The definition of the power gradient is: the extent to which power is distributed unequally or a difference in perceived power that makes expressing concerns, questioning, or clarifying instructions difficult for someone who feels they are in a position with less power. Power gradients can also exist as a result of intimidating and disrespectful behavior that ultimately disrupts the culture of safety and prevents collaboration, communication, and teamwork, which is required for safe and highly reliable patient care.

  • Disrespect and intimidation – a direct violation of the Main Line Health Power Gradient Policy –can manifest in many forms, including the following examples:
  • Inappropriate language (profane, insulting, intimidating, demeaning, or abusive);
  • Belittling or shaming others;
  • Refusal to comply with known and generally accepted practice standards, the refusal of which may prevent other providers from delivering quality care;
  • Not working collaboratively with other members of the interdisciplinary team;
  • Creating rigid or inflexible barriers to requests for assistance or cooperation;
  •   Hitting, pushing, shoving, throwing objects or other attempts at physical intimidation;

In addition to the AHRQ survey, several questions in our annual Employee Engagement Survey address our focus on the power gradient, including:

  •  Staff members are willing to report errors.
  • I can freely speak up to someone with more authority if I see something that may negatively affect patient care.
  • When an error is reported, my department/unit handles it in a fair and just manner.

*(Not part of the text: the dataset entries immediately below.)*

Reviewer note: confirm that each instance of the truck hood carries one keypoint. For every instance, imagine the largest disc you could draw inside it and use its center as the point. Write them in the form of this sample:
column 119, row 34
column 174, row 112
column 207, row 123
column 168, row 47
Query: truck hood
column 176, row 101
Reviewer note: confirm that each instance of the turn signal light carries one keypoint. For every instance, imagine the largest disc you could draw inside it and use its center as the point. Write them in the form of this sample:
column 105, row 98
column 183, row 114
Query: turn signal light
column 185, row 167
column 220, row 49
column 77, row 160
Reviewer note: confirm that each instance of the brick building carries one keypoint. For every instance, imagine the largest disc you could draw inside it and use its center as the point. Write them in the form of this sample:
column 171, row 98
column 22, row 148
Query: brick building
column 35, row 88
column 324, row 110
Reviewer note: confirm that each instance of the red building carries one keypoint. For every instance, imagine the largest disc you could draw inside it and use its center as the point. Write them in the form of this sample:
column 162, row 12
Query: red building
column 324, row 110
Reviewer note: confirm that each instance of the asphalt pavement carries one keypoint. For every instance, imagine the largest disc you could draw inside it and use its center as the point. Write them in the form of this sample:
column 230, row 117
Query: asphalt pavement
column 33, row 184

We will continue to monitor outcomes for these questions as a baseline for departments in MLH that have opportunity to alleviate any power gradient issues. It is important to note that we are taking steps to eliminate these behaviors at MLH, not only as a result of our survey feedback, but also because there has been an increased level in the reporting of inappropriate behavior occurring in our environment.  I encourage you to use our Culture of Safety tools to speak up to the individual directly and immediately as a way to achieve a real time resolution. Once you report a concern, if you experience retaliation or perceive something to be retaliatory you must report it immediately. Retaliation for speaking up will not be tolerated at MLH.

I ask that everyone at Main Line Health treat one another with dignity and respect and take the responsibility to report behaviors that you experience or witness that are disruptive, intimidating or contribute to a power gradient.